Similarly, the question “Biden is to the United States as Trudeau is to?” might appear on a verbal analogy subtest as a measure of abstract reasoning, but if we worded “what country is Trudeau the leader of?” it would appear on the Information subtest as a measure of long-term memory, even though both versions of the question would correlate near perfectly.

Or the question “Why do we have ears?” could appear on either the Information subtest as a measure of general knowledge, or it could appear on the Comprehension subtest as a measure of common sense depending on what side of the bed Wechsler woke up on that morning.

So how do we know the different subtests in an IQ battery are actually measuring different cognitive functions and not just redundantly measuring the same thing in different ways?

Well, we would need to show that the different items in subtest A all correlated more with one another than they do with the items on any other subtest.
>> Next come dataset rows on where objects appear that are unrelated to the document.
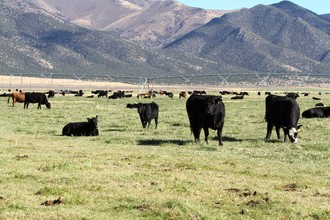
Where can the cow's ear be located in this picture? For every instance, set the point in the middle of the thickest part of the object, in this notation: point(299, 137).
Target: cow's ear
point(218, 100)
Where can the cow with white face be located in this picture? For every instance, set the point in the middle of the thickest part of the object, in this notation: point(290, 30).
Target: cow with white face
point(282, 112)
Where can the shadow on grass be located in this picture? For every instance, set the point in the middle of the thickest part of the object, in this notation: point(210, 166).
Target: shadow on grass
point(157, 142)
point(228, 139)
point(114, 129)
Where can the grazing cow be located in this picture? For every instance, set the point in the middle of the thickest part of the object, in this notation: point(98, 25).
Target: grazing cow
point(319, 112)
point(117, 95)
point(320, 104)
point(17, 97)
point(205, 111)
point(147, 111)
point(88, 128)
point(36, 97)
point(199, 92)
point(101, 93)
point(51, 93)
point(282, 112)
point(182, 94)
point(80, 93)
point(238, 97)
point(292, 95)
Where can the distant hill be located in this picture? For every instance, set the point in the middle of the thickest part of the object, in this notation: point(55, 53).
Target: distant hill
point(153, 23)
point(282, 37)
point(35, 41)
point(327, 16)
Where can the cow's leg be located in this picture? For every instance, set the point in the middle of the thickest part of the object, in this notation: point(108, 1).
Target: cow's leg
point(143, 122)
point(269, 130)
point(156, 122)
point(206, 134)
point(196, 132)
point(286, 133)
point(220, 134)
point(278, 132)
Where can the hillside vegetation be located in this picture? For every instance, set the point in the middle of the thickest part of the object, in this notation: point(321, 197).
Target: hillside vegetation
point(131, 173)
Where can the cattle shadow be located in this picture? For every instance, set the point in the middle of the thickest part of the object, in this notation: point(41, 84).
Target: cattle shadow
point(114, 129)
point(228, 139)
point(158, 142)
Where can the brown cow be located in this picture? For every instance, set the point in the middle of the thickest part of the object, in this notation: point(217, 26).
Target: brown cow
point(17, 97)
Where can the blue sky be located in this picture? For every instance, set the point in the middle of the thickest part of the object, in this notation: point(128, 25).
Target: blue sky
point(317, 6)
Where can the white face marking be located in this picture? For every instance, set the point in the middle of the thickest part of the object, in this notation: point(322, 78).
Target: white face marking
point(293, 135)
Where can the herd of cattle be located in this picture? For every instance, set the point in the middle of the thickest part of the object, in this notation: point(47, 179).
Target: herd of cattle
point(204, 111)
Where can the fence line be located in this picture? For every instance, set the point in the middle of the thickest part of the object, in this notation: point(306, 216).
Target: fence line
point(46, 80)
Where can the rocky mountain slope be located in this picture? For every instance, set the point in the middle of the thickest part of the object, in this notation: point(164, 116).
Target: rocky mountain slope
point(274, 38)
point(35, 41)
point(282, 37)
point(153, 23)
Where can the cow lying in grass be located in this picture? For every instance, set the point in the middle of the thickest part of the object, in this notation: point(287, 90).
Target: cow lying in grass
point(88, 128)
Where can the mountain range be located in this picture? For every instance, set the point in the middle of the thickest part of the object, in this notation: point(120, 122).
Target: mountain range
point(153, 38)
point(153, 23)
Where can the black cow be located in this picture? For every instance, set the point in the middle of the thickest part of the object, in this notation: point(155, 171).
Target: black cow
point(36, 97)
point(147, 111)
point(319, 112)
point(205, 111)
point(88, 128)
point(51, 93)
point(282, 112)
point(320, 104)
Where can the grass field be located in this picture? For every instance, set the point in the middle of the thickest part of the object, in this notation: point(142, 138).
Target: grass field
point(133, 173)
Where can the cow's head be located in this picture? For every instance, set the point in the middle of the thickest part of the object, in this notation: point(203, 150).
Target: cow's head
point(93, 121)
point(293, 134)
point(212, 104)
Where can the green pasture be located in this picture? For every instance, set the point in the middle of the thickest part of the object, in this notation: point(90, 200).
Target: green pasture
point(128, 172)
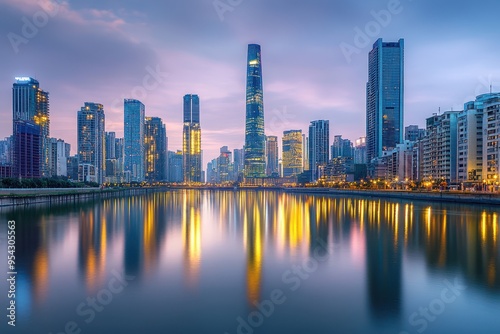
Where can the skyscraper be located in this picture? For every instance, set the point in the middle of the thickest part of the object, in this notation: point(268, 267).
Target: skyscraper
point(255, 139)
point(272, 167)
point(134, 139)
point(191, 142)
point(155, 147)
point(384, 97)
point(31, 104)
point(91, 143)
point(292, 153)
point(319, 141)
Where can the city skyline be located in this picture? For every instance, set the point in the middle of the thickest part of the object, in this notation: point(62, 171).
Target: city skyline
point(323, 85)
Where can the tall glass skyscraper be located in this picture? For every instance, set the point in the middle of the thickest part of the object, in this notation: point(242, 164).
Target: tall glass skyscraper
point(292, 153)
point(384, 97)
point(255, 139)
point(31, 104)
point(319, 142)
point(134, 139)
point(155, 146)
point(191, 141)
point(91, 143)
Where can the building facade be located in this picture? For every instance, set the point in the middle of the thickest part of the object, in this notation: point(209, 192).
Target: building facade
point(319, 144)
point(272, 156)
point(255, 139)
point(191, 142)
point(384, 97)
point(31, 104)
point(292, 153)
point(91, 143)
point(134, 115)
point(155, 149)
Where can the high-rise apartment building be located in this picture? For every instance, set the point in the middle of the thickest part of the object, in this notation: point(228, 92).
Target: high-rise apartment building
point(91, 143)
point(319, 143)
point(191, 143)
point(292, 153)
point(134, 114)
point(384, 97)
point(31, 104)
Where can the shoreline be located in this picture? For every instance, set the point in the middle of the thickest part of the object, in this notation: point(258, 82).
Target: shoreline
point(23, 197)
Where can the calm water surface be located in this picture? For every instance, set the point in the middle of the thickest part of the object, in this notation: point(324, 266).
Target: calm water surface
point(254, 262)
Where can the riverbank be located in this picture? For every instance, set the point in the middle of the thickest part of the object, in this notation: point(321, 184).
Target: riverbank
point(441, 196)
point(20, 197)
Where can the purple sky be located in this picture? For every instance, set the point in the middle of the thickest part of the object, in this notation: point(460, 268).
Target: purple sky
point(103, 51)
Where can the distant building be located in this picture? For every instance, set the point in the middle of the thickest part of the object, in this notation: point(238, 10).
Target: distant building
point(272, 156)
point(91, 143)
point(384, 97)
point(134, 114)
point(31, 104)
point(27, 155)
point(58, 157)
point(440, 147)
point(319, 142)
point(175, 167)
point(191, 141)
point(155, 148)
point(414, 133)
point(360, 157)
point(110, 145)
point(255, 138)
point(292, 153)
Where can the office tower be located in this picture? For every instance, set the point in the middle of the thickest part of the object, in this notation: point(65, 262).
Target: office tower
point(155, 148)
point(191, 140)
point(414, 133)
point(239, 162)
point(58, 157)
point(110, 145)
point(31, 104)
point(491, 142)
point(319, 142)
point(440, 147)
point(360, 151)
point(224, 165)
point(175, 167)
point(305, 152)
point(91, 143)
point(384, 98)
point(292, 153)
point(272, 156)
point(134, 111)
point(27, 153)
point(255, 139)
point(342, 148)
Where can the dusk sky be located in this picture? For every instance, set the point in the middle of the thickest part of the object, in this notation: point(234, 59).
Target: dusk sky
point(104, 51)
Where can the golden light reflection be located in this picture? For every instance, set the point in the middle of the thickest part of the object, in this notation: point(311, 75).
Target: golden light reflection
point(191, 231)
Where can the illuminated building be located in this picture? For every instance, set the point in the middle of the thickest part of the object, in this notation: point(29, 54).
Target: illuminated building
point(384, 97)
point(91, 142)
point(292, 153)
point(191, 141)
point(155, 147)
point(134, 139)
point(27, 152)
point(31, 104)
point(272, 156)
point(255, 139)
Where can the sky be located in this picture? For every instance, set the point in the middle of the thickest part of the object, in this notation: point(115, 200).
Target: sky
point(314, 58)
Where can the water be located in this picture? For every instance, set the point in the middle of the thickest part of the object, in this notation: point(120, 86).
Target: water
point(254, 262)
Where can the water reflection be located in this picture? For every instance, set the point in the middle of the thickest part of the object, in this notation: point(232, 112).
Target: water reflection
point(139, 234)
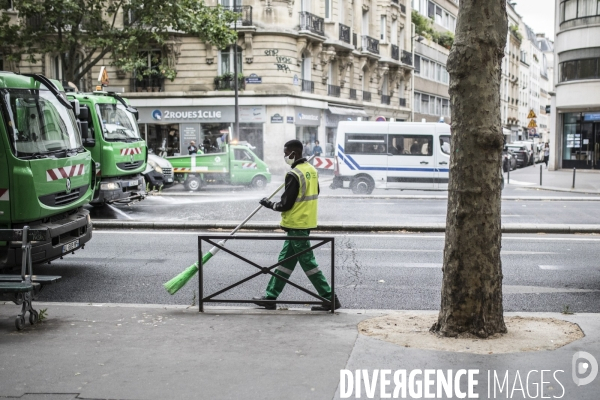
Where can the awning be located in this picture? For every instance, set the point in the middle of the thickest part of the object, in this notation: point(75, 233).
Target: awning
point(347, 111)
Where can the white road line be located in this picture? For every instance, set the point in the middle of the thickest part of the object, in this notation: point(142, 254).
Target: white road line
point(120, 212)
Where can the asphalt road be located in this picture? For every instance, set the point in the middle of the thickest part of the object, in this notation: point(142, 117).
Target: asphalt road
point(541, 272)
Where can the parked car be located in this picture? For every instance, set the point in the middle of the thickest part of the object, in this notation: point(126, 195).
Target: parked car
point(521, 152)
point(509, 160)
point(158, 172)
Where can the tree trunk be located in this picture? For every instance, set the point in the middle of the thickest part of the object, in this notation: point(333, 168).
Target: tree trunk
point(472, 281)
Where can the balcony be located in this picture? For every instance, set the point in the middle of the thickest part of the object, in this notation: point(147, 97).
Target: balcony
point(345, 33)
point(395, 52)
point(370, 44)
point(406, 57)
point(147, 84)
point(307, 86)
point(312, 23)
point(333, 90)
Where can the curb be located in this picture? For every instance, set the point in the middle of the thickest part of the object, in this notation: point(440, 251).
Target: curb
point(340, 227)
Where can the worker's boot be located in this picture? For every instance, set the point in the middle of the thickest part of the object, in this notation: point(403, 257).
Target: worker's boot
point(336, 305)
point(267, 306)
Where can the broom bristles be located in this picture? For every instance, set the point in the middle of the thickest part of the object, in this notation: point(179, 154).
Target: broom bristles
point(180, 280)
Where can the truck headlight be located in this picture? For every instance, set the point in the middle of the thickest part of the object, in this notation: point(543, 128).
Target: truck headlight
point(109, 186)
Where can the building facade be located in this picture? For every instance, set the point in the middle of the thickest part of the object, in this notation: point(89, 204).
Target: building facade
point(431, 80)
point(306, 65)
point(575, 112)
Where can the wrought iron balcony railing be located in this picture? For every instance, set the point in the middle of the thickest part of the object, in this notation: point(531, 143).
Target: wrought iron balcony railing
point(307, 86)
point(310, 22)
point(370, 44)
point(344, 33)
point(333, 90)
point(395, 52)
point(406, 57)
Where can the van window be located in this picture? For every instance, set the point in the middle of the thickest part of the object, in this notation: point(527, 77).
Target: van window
point(242, 155)
point(419, 145)
point(445, 144)
point(365, 144)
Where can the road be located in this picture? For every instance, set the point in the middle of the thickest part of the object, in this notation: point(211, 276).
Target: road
point(394, 271)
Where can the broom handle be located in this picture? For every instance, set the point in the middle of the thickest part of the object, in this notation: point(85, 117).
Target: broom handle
point(215, 249)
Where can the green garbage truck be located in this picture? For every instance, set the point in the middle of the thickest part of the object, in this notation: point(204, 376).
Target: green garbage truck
point(118, 150)
point(232, 165)
point(46, 175)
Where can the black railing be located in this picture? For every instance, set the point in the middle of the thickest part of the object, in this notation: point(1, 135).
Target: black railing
point(225, 84)
point(370, 44)
point(217, 241)
point(148, 84)
point(344, 33)
point(310, 22)
point(406, 57)
point(333, 90)
point(307, 86)
point(395, 52)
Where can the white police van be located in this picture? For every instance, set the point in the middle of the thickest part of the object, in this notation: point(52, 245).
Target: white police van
point(392, 155)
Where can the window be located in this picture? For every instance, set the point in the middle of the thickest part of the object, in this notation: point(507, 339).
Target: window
point(445, 144)
point(226, 66)
point(410, 145)
point(365, 144)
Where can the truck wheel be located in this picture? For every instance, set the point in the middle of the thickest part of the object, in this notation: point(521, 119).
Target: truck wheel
point(259, 182)
point(362, 185)
point(193, 183)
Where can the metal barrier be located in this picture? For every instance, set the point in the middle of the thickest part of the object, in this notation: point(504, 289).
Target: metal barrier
point(263, 270)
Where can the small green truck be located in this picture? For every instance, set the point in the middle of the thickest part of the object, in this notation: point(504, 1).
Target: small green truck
point(235, 165)
point(46, 175)
point(118, 150)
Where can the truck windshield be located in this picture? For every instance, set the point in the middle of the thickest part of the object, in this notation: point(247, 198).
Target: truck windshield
point(118, 124)
point(39, 125)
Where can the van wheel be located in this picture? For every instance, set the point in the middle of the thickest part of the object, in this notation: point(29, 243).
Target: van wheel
point(362, 185)
point(259, 182)
point(192, 183)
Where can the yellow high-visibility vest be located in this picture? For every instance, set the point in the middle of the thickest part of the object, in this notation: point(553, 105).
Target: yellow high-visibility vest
point(303, 214)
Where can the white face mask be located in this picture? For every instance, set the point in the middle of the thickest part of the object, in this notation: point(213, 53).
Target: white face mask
point(288, 160)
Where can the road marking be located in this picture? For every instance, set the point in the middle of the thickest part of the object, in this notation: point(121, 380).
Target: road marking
point(120, 212)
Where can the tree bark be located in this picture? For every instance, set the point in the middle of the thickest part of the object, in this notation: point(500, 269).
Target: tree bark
point(472, 271)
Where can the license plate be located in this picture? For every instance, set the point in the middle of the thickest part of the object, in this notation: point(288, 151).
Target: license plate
point(70, 246)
A more sophisticated approach is factor analysis, a statistical technique which sees if a large number of variables can be explained by a smaller number of variables.

The original WAIS for example had 11 subtests, but factor analysis concluded that in addition to g (general intelligence) they all could be explained by just three factors: verbal, spatial and memory.

Of course by adding more subtests, you can increase the number of factors. For example Digit-Symbol (a measure of clerical speed) loaded on the memory factor in the original WAIS, but when they added more tests of rapid clerical work, a fourth factor dubbed processing speed emerged. The children’s Wechsler now measures five factors.

How many factors exist in the human mind? It’s a fascinating question because even though the number of subtests one can create is literally infinite, the number of factors is finite. In the biggest battery of tests I’ve ever heard of, 57 subtests were reduced to 19 factors, and these 19 factors were reduced to just four higher level factors.

In this way intelligence is kind of analogous to race. There are dozens of different ethnic groups (Italian, Polish, Brahman, Japanese, Sudanese etc) and these can be reduced to maybe one dozen clusters, which can perhaps be further reduced to just three races (Black, Caucasoid, and Mongoloid)?